The problems facing the UK and more broadly the world, now, are a strange mix of political and medical projections, inter-fused in an unlovely broth. On the one hand, the world economy is plunging to a Great depression (or worse) level of collapse - yesterday, American barrels of oil were less than zero in value, meaning you could be paid for taking the oil! - but there is still no cure for this highly-contagious and deadly disease; no herd immunity; no good treatment; and no imminent vaccine.

Protests in America, president-strummed, show the libertarian side of this argument, supported by contrarian thinkers here in the UK, that the cure is worse than the sickness. If only it were so easy, as to get everyone 'back to work again'; this aim is complicated by the fact that 91% of Brits don't want to end the lockdown just yet; and a sense that public events, and spaces, would hardly be thronged again anytime soon.

The young don't die as often - but people with diabetes, or a bit of extra weight, or over the age of 50, do, as well as people with immunity issues, connected to cancer treatment, or other ailments.

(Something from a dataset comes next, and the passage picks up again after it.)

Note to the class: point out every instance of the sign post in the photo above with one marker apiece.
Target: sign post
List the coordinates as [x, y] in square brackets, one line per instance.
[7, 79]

That's a large portion of the populace. You can slice it so the under-30s return to their pubs, classrooms, and offices - but since their parents, bosses, grandparents, and teachers may not want to die from being close to them, it is hard to parse how we run the major public aspects of our pre-lockdown life, with any sort of relish.

The ugly truth seems to be one politicians are afraid to reveal, though it is plain to see: a vaccine is likely to be available, bar a Hollywood-style miracle, in later 2021; until then, like in all pandemics, deadly second and third waves will rise every time restrictions are eased.

This means late summer and Christmas could see another 20-40,000 deaths in 2020, in the UK, and few more periodic lockdowns, of between 6-12 weeks. If 50% or more of 2020 is locked-down, the economy is set to crash to 300-year-bad levels (1709); and it is hard to see business thriving in such a strange and enclosed time. As such, media eagerness for a 'post-lockdown' plan is naïve; and the government is probably incorrect if they claim they can follow economic and scientific guidelines at the same time - since they go in opposing directions.

You beat a pandemic by keeping the people under-exposed to the virus; capitalist monetary velocity only is healthy when there is constant mass public interchange - commerce in the public spaces that make up the marketplace.

For the moment, the period after early May, when the lockdown may well be lifted here as in France, poses the greater sense of uncertainty and risk. The summer promises, potentially, more contagion, and more financial collapse, not a great V-Day exuberance that becomes a boomtime. The real Boom will happen, but likely in 2022.

Normal services are set to resume post-cure, regardless of its efficacy or problems. In the meantime, bored and unemployed superstars will zoom their way into our lives whether we like it or not, like a U2 album downloaded onto our iPhones; and wonderful new national treasures like the brilliant Captain Tom will appear, to charm and inspire us. And Bezos of Amazon may well become the King Midas of the age.